The media are too busy repackaging old Iraq news in an October offensive against President Bush's re-election to investigate truly startling evidence unearthed this week that the Communist Party may have been directing John Kerry's anti-war activities in the early 1970s.
The evidence, contained in captured communist records on file at the Vietnam Center at Texas Tech University, shows a well-coordinated effort by the Communist Party to recruit U.S. servicemen to become part of the American anti-war movement. The objective was to organize high-profile activities to undermine support for the Vietnam War, including holding hearings on alleged war crimes, lobbying Congress to oppose the war, exploiting the families of American POWs and urging servicemen to return their service medals.
Not only did John Kerry and his group Vietnam Veterans Against the War follow this game plan, but Mr. Kerry went to Paris to meet with the communist official designated as the point of contact for guiding these activities. In June 1970, Mr. Kerry met with Mme. Binh, foreign minister of the Provisional Revolutionary Government (Viet Cong) of South Vietnam and a delegate to the Paris peace talks. The documents discovered last weekend — one titled "Circular on Antiwar Movements in the U.S." — was disseminated in Vietnam in the spring of 1971, and the other titled "Directive" was captured by U.S. forces in April 1971 — are available for viewing at www.wintersoldier.com. They reveal a detailed plan to use anti-war activists in the United States as propagandists for the communist cause in Vietnam.
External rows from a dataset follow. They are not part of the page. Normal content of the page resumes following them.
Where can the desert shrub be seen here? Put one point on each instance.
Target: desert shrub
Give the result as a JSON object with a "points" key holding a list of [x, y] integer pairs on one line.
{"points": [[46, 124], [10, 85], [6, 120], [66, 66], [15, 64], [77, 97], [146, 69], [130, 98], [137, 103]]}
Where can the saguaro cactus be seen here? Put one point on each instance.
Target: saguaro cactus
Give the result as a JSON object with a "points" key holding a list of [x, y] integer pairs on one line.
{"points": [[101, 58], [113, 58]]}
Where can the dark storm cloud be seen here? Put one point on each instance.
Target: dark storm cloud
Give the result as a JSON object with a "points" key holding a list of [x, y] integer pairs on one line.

So why isn't the mainstream media all over this story? If Mr. Kerry — wittingly or not — was carrying out directives from Hanoi, or perhaps even Moscow, the American people have the right to know before they decide whether to elect him president on Tuesday. But the networks and major dailies were too busy covering a hysterical report that 380 tons of explosives went missing from an Iraqi depot in the early days of the U.S. invasion to inquire into Mr. Kerry's dubious activities in the anti-war movement.